Una facciata essenziale
Il prospetto è a capanna, in pietrame a vista. Quattro lesene su plinti scandiscono la superficie, un portale con timpano triangolare segna l'ingresso, e una finestra con ghiera in laterizio si apre al centro. È un edificio che dichiara subito la sua natura: essenziale, costruito per durare.

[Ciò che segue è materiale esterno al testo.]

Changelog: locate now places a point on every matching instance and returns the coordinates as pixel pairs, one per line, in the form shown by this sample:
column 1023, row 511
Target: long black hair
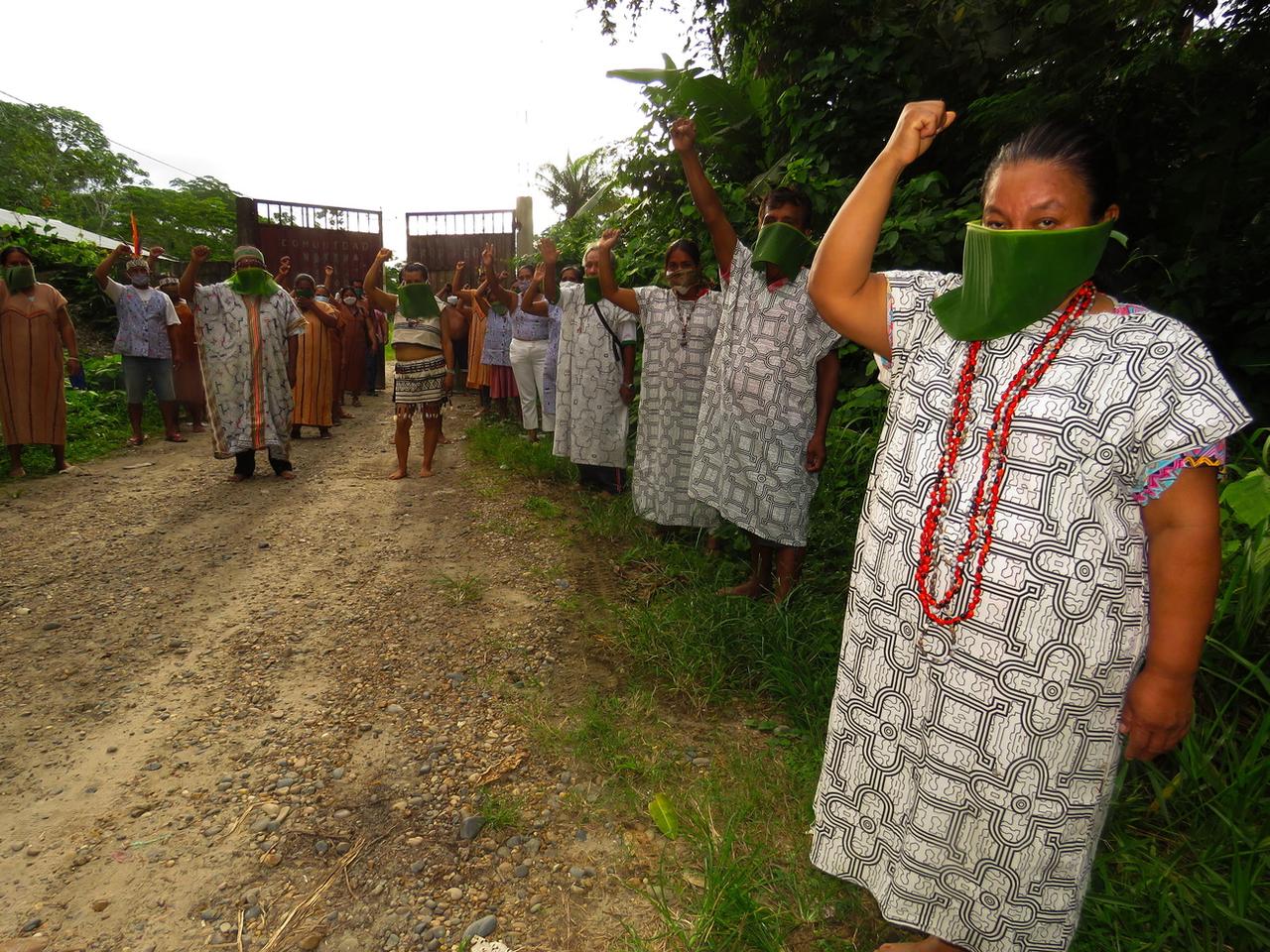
column 1078, row 148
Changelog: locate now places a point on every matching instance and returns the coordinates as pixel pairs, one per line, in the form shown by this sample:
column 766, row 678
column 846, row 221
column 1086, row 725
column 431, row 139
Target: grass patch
column 502, row 810
column 462, row 589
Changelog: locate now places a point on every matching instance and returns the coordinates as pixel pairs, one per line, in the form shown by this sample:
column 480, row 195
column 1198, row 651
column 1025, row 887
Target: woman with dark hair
column 680, row 324
column 1038, row 552
column 425, row 370
column 35, row 327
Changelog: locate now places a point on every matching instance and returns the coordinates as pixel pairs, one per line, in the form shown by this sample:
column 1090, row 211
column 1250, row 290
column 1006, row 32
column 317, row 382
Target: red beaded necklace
column 987, row 492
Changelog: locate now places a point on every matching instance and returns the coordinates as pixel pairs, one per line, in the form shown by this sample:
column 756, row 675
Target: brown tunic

Gli affreschi salvati dal borgo distrutto
Dentro, navata unica con cinque capriate lignee a vista e pavimento in cotto rifatto nel 2005. Ma la sorpresa vera sono gli otto riquadri di affreschi del XV secolo che raccontano la vita di Santa Caterina d'Alessandria. Vengono dall'abside destro della vecchia chiesa di Stazzano — quella distrutta, a mezzo chilometro dal borgo antico. Qualcuno ha pensato di portarli qui, e ha fatto bene. Nel presbiterio c'è anche una pala d'altare del 1915, firmata da Michelangelo Cianti di Montecelio.